In the Variety article, Harington himself explained what happened when he shot his last day: “I took off the costume, and it felt like my skin was being peeled away. I was very emotional. It felt like someone was shedding me of something.” You can see video of the speech he makes at the end of his last filming day where he can barely speak but manages to say: “My heart is breaking. I love this show more than anything. It’s never been a job for me, it’s been my life… You’ve all been my family and I love you for it.”
The last point about the cast and crew of a set becoming his family is also key, especially over eight years of filming and often in very difficult locations, and often shooting explicitly violent and sexual scenes in a bleak fictional world. Clearly, the toll on the actors and crew is immense. The heartening thing about Harington’s experience is that he took a year off acting and even sought professional help for his mental health, and has now gone public about it. Perhaps some change can come into the industry as a result of his courage.

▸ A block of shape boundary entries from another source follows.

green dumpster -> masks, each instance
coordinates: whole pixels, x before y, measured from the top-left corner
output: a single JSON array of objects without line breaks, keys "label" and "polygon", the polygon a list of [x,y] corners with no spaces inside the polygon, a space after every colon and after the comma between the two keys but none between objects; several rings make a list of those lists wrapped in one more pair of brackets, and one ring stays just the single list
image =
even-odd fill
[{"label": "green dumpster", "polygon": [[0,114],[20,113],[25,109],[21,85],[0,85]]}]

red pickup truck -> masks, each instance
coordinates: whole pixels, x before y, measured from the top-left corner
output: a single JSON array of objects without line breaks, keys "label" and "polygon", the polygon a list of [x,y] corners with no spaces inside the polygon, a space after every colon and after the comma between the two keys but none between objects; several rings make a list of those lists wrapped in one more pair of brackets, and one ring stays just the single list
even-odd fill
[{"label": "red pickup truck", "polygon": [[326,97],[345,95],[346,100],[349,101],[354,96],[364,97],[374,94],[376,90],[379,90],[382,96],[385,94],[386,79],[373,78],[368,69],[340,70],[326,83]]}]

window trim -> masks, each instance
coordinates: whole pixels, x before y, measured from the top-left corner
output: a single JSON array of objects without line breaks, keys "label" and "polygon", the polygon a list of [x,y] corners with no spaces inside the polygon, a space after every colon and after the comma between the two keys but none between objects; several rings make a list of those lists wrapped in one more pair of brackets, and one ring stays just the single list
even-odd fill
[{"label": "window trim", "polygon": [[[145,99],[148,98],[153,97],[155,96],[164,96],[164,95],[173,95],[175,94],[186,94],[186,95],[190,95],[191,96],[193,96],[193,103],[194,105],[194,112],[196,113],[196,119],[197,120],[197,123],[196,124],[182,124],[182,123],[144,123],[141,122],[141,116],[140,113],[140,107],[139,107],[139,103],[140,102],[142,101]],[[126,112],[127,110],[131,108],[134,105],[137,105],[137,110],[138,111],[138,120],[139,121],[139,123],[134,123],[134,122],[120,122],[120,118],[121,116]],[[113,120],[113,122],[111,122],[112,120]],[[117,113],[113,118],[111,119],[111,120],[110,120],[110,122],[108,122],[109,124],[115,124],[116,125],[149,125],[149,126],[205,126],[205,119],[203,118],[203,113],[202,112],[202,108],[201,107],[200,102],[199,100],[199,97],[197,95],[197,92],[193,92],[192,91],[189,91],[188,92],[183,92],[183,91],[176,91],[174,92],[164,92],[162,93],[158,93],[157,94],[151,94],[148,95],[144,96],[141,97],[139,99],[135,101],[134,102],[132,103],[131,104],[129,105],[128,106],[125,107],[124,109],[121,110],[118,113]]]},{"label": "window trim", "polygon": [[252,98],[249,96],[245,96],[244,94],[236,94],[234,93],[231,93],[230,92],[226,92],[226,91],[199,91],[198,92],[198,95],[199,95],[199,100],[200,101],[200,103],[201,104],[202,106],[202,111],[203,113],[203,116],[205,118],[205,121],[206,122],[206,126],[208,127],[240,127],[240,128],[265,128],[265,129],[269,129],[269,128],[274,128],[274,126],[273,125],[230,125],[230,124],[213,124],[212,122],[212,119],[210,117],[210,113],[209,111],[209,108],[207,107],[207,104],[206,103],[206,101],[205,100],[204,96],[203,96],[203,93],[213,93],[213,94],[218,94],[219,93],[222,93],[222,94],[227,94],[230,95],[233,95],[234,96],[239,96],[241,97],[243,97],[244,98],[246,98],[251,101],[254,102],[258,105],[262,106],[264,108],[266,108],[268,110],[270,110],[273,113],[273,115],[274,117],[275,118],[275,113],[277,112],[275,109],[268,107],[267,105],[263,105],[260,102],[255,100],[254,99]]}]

But I wonder if more can be done to help when actors are on set and are immersed in their characters and the world of their characters. And also, what about the transient nature of filming and how very intense relationships are made in a very artificial context and then suddenly everyone is separated? Each set usually has a nurse, so what about a set psychologist? A mental health professional on call for whatever distress arises, any past traumas reignited, how their sense of self is affected, or any other deeper mental well-being need, whether cast or crew.
Finally, when actors do seek help and are outed for doing so let’s not mock them and reduce their help-seeking. We know from our own experiences that our issues go much deeper, and how fragile our mental health can be.